Internal like the eheim internal (not sure on spelling) and maybe a sponge I'm not too sure yet, I was going for t about 10-15x turnover,will they eat sinking pellets as I will not feed frontosa floating pellets (reasons being that they can get float) and it will be interesting to see other peoples opinions of if they will crossbreed or not , I'm not sure at this point, I've heard that they are suseptible to "ich" true?


----------



## Fogelhund (Dec 3, 2002)

They absolutely will crossbreed. Not really had ich issues with them though.


----------



## Jordan Botha (Feb 1, 2015)

But then howecome some people claim that theirs don't ? Is it a always will or 50-50?


----------



## NYJetfan (Aug 19, 2014)

They WILL crossbreed if they have no other alternative, however, there are ways to mitigate the chances. For one, dont mix similarly colored altos, ie use White and Black or Gold Head and White, not Congo and Inkfin or Zambian. Secondly, have multiple females for the make of the same variant, that is, have trios or more for the Congos or Whites.


----------



## Jordan Botha (Feb 1, 2015)

So I couldn't put yellow chaitika a with Muzi gold head? (Not sure if Muzi gold head is calvus or comp) if I could I should put trios of each variant (ratios of 1:2 m:fm)
What is the difference between comps and calvus , besides the forehead differrences ? There is none isn't there?


----------



## DJRansome (Oct 29, 2005)

I am not convinced that the people who mix them are correct that it does not happen in their tanks. Therefore I would not take the risk and I would not buy altolamps from a tank that has more than one species.


----------



## Fogelhund (Dec 3, 2002)

I had a wild trio of Gold Head Comps and wild trio of Black Pectoral calvus. When one of the female calvus was ready to spawn, the more dominant Gold Head spawned with her. It really doesn't matter if there are options of their own, and FWIW this is far from an isolated story.


----------



## Jordan Botha (Feb 1, 2015)

Fogelhund so yous did crossbreed ? If so then trios don't help?


----------



## Narwhal72 (Sep 26, 2006)

I agree with Fogelhund. There is no way that you can say for sure that two different variants of the same species will not crossbreed. Both fish share the same spawning method and have the same breeding signals to communicate to mates that they are ready.

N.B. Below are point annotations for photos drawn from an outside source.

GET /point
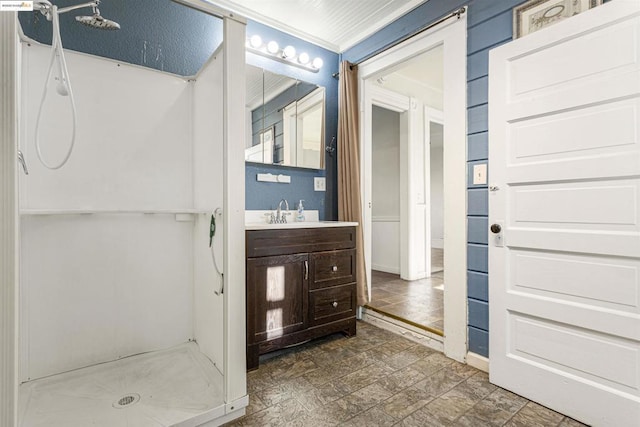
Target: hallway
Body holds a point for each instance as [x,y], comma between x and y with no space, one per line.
[378,378]
[419,301]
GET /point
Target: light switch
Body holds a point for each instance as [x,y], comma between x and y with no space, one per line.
[480,174]
[319,183]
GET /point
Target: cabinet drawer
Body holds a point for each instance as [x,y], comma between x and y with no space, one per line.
[327,305]
[333,268]
[261,243]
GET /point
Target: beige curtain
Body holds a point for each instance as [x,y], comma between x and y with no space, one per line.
[349,200]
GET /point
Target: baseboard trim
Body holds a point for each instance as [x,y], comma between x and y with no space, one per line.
[478,361]
[385,269]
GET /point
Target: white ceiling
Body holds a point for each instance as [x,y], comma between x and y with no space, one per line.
[333,24]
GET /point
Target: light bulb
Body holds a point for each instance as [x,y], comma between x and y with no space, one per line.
[303,58]
[273,47]
[289,52]
[255,41]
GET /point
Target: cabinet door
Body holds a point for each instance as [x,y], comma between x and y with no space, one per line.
[277,301]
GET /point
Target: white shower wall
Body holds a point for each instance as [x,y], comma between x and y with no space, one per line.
[110,243]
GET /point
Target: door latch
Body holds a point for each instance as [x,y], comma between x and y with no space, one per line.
[496,233]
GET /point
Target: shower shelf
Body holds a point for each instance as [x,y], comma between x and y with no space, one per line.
[112,211]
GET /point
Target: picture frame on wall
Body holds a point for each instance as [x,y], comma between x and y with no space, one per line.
[534,15]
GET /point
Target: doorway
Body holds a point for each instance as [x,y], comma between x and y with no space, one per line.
[409,290]
[414,235]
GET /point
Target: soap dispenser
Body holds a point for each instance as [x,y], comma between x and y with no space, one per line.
[300,216]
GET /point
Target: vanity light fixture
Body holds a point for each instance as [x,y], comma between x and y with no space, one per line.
[289,52]
[287,55]
[303,58]
[272,47]
[255,41]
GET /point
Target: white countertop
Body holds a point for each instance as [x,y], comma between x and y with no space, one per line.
[306,224]
[258,220]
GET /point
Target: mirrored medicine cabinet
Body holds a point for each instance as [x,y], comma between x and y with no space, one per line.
[285,120]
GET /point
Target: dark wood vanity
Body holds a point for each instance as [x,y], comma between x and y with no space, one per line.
[300,286]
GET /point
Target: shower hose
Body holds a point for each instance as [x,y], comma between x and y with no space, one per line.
[63,88]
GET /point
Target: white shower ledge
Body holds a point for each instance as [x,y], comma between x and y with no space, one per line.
[111,211]
[178,386]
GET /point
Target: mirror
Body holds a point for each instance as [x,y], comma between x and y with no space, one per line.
[285,120]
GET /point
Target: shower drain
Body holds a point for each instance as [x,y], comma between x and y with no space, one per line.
[128,400]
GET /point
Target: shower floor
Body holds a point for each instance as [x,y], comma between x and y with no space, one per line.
[163,388]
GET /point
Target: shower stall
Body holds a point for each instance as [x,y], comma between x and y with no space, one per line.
[111,309]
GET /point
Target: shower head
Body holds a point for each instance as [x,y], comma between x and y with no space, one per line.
[97,21]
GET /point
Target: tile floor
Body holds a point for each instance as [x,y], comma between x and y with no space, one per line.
[420,301]
[378,378]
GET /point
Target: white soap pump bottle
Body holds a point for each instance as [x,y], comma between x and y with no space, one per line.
[300,216]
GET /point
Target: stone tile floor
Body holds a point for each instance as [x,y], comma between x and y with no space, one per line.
[420,301]
[378,378]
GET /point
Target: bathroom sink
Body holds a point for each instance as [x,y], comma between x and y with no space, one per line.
[258,220]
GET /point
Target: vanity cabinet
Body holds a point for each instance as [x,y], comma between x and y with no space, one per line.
[300,286]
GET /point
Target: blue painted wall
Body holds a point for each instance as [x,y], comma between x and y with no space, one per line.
[163,35]
[262,195]
[157,34]
[489,24]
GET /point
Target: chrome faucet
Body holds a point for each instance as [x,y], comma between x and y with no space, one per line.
[22,162]
[281,218]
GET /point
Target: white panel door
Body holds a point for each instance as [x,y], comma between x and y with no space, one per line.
[564,267]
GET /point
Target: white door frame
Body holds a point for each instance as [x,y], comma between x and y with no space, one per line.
[452,34]
[392,101]
[431,115]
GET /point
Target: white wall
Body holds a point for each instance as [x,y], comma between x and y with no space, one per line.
[385,250]
[96,287]
[437,196]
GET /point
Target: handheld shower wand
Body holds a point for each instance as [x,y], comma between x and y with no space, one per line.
[63,86]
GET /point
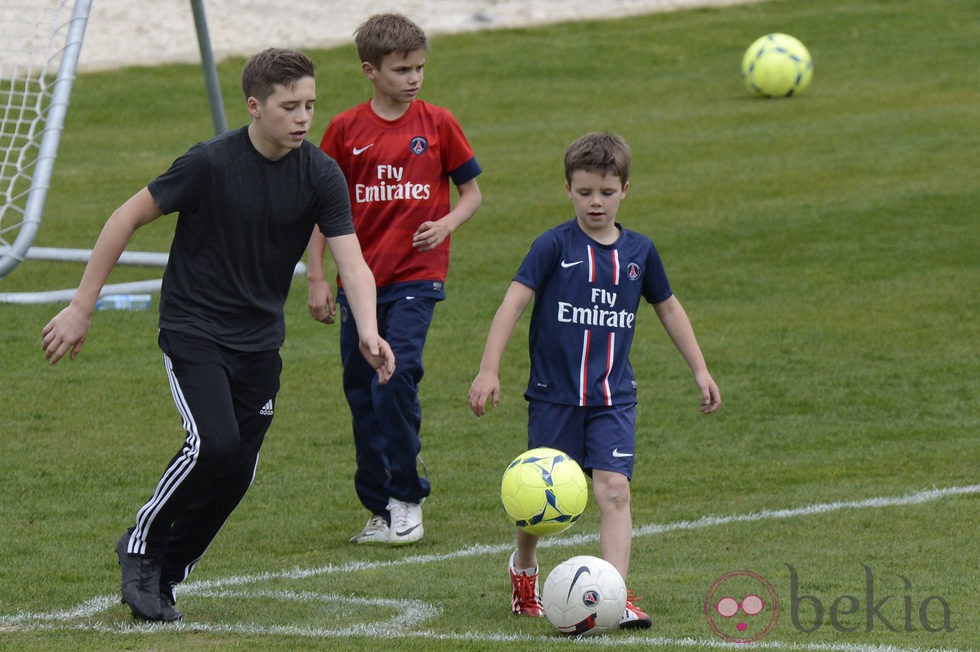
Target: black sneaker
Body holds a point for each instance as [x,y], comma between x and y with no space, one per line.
[141,585]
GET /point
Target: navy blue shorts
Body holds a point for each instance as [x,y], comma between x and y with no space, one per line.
[601,438]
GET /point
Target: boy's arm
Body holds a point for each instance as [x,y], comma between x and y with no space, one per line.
[361,293]
[430,235]
[67,331]
[486,385]
[678,327]
[319,297]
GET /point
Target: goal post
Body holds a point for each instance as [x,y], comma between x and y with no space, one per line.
[36,37]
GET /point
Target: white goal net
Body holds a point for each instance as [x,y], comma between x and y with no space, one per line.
[39,45]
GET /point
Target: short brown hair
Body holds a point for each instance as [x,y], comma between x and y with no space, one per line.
[274,66]
[598,152]
[382,34]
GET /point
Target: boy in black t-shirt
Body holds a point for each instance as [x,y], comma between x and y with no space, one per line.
[246,201]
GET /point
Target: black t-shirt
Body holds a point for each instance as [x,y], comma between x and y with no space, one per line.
[244,221]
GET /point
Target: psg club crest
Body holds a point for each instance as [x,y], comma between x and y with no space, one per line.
[418,145]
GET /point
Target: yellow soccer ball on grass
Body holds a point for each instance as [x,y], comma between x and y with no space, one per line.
[777,65]
[544,491]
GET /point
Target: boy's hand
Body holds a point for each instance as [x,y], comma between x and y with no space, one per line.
[65,333]
[380,356]
[429,235]
[485,386]
[710,394]
[320,300]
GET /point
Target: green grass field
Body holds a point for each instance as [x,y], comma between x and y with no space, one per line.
[826,248]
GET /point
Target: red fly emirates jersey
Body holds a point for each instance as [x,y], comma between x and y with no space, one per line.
[398,174]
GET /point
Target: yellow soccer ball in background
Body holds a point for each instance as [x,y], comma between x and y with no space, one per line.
[777,65]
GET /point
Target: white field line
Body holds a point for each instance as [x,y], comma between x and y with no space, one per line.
[410,613]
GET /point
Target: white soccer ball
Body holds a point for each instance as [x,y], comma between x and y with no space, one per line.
[584,596]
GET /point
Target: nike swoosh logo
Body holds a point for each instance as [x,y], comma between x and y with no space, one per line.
[582,570]
[403,533]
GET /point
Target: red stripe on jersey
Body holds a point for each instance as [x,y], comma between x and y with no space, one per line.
[610,359]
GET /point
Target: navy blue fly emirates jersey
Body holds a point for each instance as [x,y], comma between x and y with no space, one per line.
[586,298]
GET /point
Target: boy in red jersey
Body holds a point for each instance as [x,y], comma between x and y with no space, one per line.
[399,155]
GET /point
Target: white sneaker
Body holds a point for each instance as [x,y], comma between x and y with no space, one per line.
[406,522]
[376,531]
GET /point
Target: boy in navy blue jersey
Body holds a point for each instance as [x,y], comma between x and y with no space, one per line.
[587,277]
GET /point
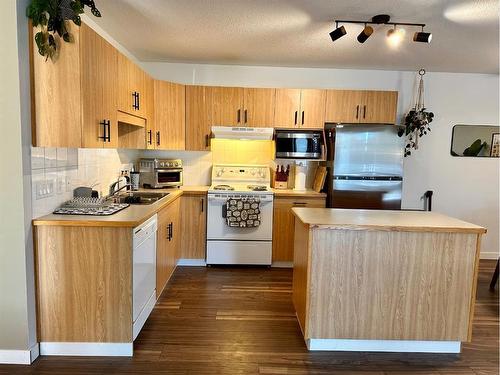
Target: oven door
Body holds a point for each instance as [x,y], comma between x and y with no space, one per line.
[305,145]
[168,177]
[217,229]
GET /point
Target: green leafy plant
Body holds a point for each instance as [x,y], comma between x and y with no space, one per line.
[51,16]
[417,120]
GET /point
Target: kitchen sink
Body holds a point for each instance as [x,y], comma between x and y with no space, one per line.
[140,197]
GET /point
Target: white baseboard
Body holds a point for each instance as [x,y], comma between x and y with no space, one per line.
[282,264]
[192,262]
[402,346]
[95,349]
[489,255]
[19,357]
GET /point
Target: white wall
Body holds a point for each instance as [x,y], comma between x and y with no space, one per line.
[17,304]
[463,188]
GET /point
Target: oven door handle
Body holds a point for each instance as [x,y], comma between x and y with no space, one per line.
[169,170]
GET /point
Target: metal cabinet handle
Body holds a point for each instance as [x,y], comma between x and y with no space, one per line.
[104,136]
[108,124]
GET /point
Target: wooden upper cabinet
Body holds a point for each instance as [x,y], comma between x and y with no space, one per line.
[259,107]
[228,106]
[379,107]
[132,97]
[361,106]
[56,95]
[343,106]
[312,106]
[287,108]
[99,72]
[199,103]
[169,119]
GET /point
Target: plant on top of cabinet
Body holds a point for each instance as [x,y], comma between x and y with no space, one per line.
[51,16]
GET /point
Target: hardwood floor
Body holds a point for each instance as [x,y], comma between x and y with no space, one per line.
[241,321]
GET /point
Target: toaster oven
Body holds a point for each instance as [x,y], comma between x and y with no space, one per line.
[160,173]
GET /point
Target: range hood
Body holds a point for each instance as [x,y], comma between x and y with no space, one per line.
[229,132]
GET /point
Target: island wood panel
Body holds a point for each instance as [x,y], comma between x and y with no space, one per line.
[343,106]
[193,219]
[259,107]
[301,273]
[286,111]
[56,95]
[84,284]
[283,223]
[170,115]
[379,107]
[228,106]
[99,73]
[390,285]
[199,119]
[312,106]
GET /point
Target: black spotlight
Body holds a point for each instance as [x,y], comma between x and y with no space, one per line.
[422,37]
[365,34]
[338,33]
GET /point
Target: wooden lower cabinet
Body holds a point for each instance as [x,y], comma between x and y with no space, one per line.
[283,224]
[193,226]
[167,244]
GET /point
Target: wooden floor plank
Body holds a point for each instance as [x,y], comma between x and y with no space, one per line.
[237,320]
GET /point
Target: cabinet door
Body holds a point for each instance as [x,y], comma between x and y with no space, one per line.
[167,244]
[132,97]
[99,71]
[312,107]
[286,111]
[284,224]
[344,106]
[228,106]
[199,100]
[170,119]
[56,95]
[259,107]
[379,107]
[193,226]
[150,130]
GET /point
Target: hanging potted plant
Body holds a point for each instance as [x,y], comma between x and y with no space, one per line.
[417,120]
[51,17]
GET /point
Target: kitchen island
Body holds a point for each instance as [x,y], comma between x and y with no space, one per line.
[400,281]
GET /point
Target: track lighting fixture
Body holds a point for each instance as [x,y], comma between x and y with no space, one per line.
[365,34]
[338,32]
[394,35]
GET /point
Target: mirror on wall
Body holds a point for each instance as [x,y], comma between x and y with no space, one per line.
[475,141]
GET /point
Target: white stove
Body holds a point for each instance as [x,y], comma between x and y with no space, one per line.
[239,245]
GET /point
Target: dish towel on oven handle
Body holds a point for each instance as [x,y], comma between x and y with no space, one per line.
[242,212]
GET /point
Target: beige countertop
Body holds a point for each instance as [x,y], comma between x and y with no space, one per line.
[309,193]
[413,221]
[129,217]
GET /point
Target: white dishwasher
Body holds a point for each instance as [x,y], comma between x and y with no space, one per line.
[143,272]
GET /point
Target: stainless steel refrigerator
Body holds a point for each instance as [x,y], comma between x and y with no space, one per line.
[364,166]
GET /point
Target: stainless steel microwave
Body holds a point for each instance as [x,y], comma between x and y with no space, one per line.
[299,144]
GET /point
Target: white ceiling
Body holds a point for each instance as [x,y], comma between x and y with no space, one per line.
[295,33]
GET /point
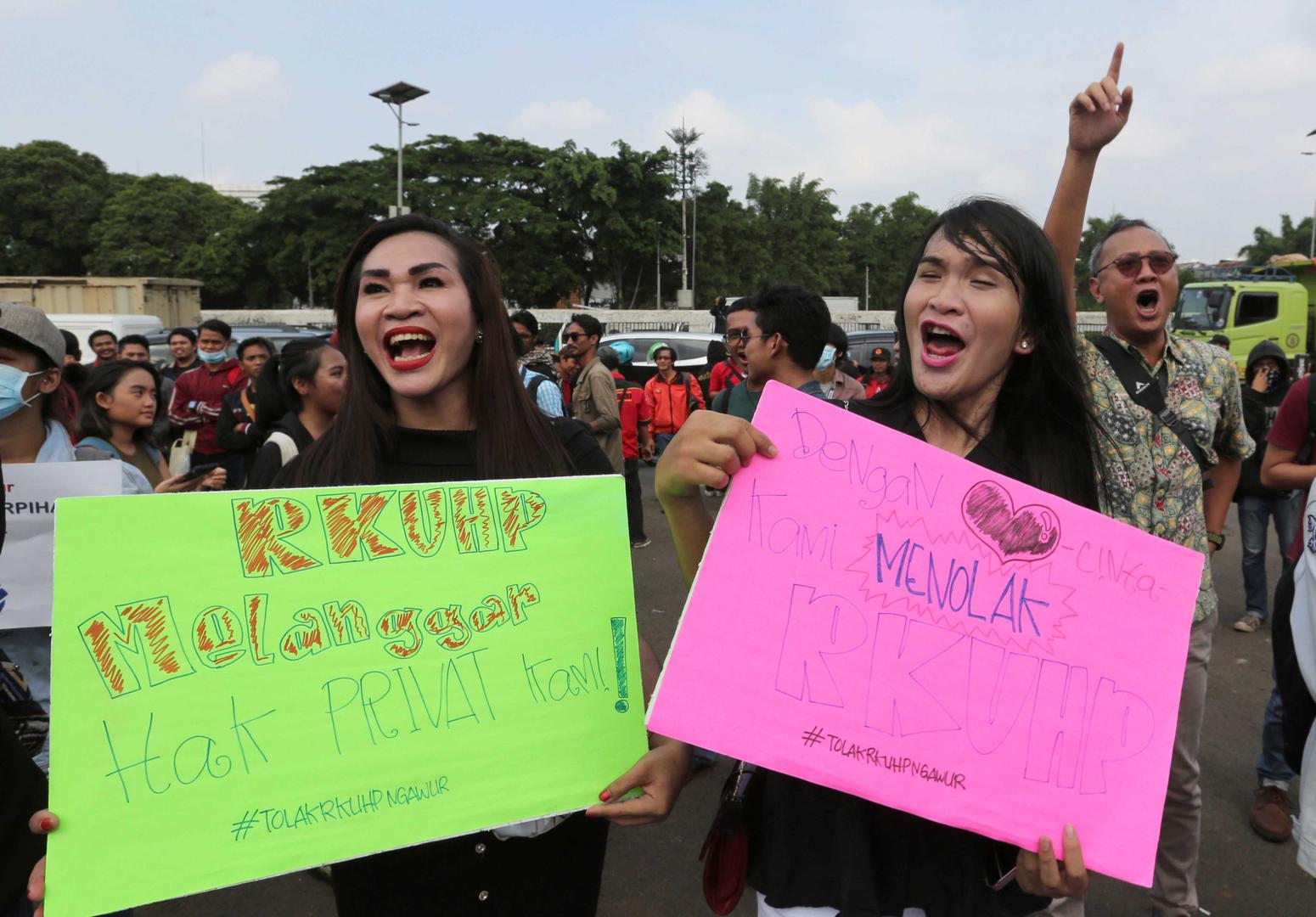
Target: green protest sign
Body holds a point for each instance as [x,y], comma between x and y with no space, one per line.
[246,684]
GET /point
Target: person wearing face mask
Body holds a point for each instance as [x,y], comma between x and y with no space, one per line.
[199,397]
[835,383]
[432,397]
[1172,433]
[878,375]
[991,376]
[35,426]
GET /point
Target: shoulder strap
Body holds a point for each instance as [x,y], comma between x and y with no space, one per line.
[1304,454]
[287,447]
[1146,392]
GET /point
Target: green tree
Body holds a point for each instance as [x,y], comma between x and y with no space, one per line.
[728,260]
[795,224]
[494,189]
[882,237]
[50,195]
[308,224]
[1290,239]
[165,225]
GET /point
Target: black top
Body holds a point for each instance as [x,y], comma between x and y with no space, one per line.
[813,847]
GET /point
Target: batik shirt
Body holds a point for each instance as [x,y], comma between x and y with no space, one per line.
[1149,478]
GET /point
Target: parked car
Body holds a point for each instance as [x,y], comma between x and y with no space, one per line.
[277,335]
[82,323]
[863,341]
[691,350]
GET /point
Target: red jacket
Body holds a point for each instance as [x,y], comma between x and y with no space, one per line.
[724,375]
[670,402]
[634,411]
[199,397]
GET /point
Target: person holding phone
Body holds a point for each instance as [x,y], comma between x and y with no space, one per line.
[120,402]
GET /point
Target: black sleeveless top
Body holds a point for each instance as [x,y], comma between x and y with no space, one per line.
[815,847]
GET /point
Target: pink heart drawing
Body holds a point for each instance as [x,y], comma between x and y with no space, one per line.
[1028,533]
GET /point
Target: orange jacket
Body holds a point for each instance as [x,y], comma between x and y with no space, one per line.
[670,402]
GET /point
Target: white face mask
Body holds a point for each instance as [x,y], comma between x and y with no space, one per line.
[11,390]
[827,358]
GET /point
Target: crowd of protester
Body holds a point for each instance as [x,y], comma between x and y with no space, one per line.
[994,373]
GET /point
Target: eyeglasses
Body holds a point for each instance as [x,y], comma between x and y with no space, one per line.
[1131,265]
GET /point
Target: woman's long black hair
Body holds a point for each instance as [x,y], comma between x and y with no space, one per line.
[93,420]
[1043,407]
[275,394]
[514,438]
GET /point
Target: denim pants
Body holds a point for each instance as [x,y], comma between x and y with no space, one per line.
[1253,516]
[1270,762]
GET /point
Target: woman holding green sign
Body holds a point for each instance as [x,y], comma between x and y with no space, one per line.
[433,395]
[991,375]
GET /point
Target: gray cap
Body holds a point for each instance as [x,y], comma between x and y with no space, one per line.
[31,327]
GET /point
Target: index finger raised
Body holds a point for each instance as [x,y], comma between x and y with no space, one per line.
[1116,59]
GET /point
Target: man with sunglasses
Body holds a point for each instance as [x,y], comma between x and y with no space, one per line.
[731,371]
[1172,436]
[593,395]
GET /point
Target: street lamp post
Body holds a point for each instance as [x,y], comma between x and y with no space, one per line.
[395,96]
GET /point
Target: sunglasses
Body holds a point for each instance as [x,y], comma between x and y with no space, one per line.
[1129,265]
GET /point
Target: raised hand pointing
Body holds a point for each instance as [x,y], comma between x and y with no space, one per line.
[1099,112]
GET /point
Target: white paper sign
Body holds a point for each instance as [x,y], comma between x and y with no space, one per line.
[28,558]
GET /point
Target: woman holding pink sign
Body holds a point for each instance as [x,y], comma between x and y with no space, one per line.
[990,375]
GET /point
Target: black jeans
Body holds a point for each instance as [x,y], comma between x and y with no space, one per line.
[634,508]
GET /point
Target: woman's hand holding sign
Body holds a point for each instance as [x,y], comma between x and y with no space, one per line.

Doesn't matter if they look different.


----------



## Fogelhund (Dec 3, 2002)

Jordan Botha said:


> Fogelhund so yous did crossbreed ? If so then trios don't help?


Yes, they crossbred... Trios won't help... You just have to keep the separate.


----------



## Jordan Botha (Feb 1, 2015)

So I'm guessing that hybrid fry is unwanted?


----------



## Fogelhund (Dec 3, 2002)

Jordan Botha said:


> So I'm guessing that hybrid fry is unwanted?


Correct...


----------



## Jordan Botha (Feb 1, 2015)

I could guess why, to keep strains/variants true and not muddled up?


----------



## Jordan Botha (Feb 1, 2015)

Are Muzi gold head comps best kept in groups (maybe 1m:2fm or maybe 1m:3fm)to have the best breeding results ? I heard that altos colour pops on black substrate but I am planning on using white sand in the tank , will they still have good coloration or not?


----------



## Jordan Botha (Feb 1, 2015)

Weird because I would buy a muzi gold head and yellow chaitika hybrid lol sounds like a good mix!!


----------



## football mom (Feb 19, 2006)

I had some young comps and calvus growing out together, and a male calvus spawned with one of the female comps. They will definitely cross-breed. I now only have Wild and F1 Chaitika compressiceps, and keep them in species-only tanks.


----------



## Fogelhund (Dec 3, 2002)

Jordan Botha said:


> Are Muzi gold head comps best kept in groups (maybe 1m:2fm or maybe 1m:3fm)to have the best breeding results ? I heard that altos colour pops on black substrate but I am planning on using white sand in the tank , will they still have good coloration or not?


Yes, best kept in groups... if multiple males, at least three... more females the better.


----------